KISS took off the makeup and became MTV stars in the hair-metal era with “Lick It Up” in 1983 and were platinum once again. “The idea was, if we can’t exist as a band without makeup, then we don’t deserve to exist. Let’s take it off and see what we can do.”
The makeup returned in 1998. In 2009, KISS began recording “Sonic Boom,” this time with Singer and Thayer as full members. “Monster” followed in 2012, peaking at No. 3 on the Billboard album chart, though it hasn’t reached the gold or platinum status typical of their first decades.
“It’s very different out there,” says Stanley. “If somebody’s putting out an album thinking they’re going to sell millions, they’re going to be disappointed. We didn’t do it for that. We did it to reclaim our territory and to see if we could contribute to the KISS legacy. Instead of just living and celebrating our past, being creative and moving forward but still firmly committed into what we’ve always done.”
KISS has a history at Dodger Stadium. The band launched its 1998 “Psycho Circus” reunion tour there on Halloween night. At the end of the show, the quartet slipped away in a van while fans were cheering but got stuck in traffic on the way to their hotel.
Stanley remembers KISS getting out of the van to walk the rest of the way on Sunset Boulevard, still in makeup. “People were going, ‘Great costumes!’”
This time, the band exits before the main event is over. Thayer steps out of the trailer without makeup looking refreshed. Stanley walks hand-in-hand with his youngest children — ages 2, 4 and 7 — and proudly notes the blues-guitar skills of his 19-year-old, Evan Shane Stanley.

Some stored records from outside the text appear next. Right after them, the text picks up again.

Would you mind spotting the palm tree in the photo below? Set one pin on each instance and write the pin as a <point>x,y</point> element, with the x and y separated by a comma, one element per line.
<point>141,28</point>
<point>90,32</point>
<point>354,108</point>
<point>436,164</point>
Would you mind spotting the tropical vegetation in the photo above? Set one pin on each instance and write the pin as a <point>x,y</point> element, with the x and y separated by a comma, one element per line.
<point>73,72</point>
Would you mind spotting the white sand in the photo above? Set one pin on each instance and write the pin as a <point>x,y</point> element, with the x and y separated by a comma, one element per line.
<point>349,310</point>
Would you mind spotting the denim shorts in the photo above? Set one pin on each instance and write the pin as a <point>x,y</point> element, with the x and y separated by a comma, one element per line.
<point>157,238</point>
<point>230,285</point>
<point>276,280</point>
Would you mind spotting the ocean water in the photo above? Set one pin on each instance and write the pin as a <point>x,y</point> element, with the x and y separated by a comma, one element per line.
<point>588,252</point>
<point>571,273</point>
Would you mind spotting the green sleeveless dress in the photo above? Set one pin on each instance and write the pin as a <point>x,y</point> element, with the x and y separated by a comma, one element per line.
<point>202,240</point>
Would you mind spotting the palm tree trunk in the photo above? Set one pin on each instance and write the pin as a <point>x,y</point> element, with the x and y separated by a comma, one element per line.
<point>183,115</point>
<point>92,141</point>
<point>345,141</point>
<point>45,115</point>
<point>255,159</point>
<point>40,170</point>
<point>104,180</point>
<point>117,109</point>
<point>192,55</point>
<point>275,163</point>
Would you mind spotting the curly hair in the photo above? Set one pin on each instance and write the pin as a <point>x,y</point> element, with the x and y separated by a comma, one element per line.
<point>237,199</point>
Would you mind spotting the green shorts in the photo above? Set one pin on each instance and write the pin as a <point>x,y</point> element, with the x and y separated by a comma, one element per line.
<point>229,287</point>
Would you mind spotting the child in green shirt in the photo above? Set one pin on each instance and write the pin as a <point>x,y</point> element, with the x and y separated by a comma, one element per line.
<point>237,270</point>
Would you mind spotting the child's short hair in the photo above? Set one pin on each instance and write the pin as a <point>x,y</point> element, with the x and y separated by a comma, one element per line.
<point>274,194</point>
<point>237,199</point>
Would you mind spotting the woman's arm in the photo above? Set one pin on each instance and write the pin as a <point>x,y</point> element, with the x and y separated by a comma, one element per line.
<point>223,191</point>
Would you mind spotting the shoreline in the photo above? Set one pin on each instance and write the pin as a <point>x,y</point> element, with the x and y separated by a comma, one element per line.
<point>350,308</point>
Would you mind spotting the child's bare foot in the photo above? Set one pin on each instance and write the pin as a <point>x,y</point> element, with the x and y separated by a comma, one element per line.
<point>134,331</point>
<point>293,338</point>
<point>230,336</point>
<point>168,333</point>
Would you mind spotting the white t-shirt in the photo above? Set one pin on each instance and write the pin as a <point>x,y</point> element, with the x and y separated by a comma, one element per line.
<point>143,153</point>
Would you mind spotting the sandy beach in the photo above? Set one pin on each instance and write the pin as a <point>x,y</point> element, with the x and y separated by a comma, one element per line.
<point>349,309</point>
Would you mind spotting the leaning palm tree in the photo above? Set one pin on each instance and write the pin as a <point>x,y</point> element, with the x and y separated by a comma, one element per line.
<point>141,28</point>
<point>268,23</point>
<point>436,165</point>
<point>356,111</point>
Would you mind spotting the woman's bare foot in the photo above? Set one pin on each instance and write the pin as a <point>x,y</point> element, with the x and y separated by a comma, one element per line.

“Sooner or later, you’ll realize that nothing is more important than family,” says Stanley, who no longer hangs a single gold or platinum album award on his walls at home. “If you fight it, you’re an idiot.”
Simmons steps out with all his armor and makeup removed, looking pleased in his socks and a robe, a towel draped over his head. Mission accomplished, he waves goodbye and slowly walks toward the gate and a waiting car with his family to take him back home into the canyons.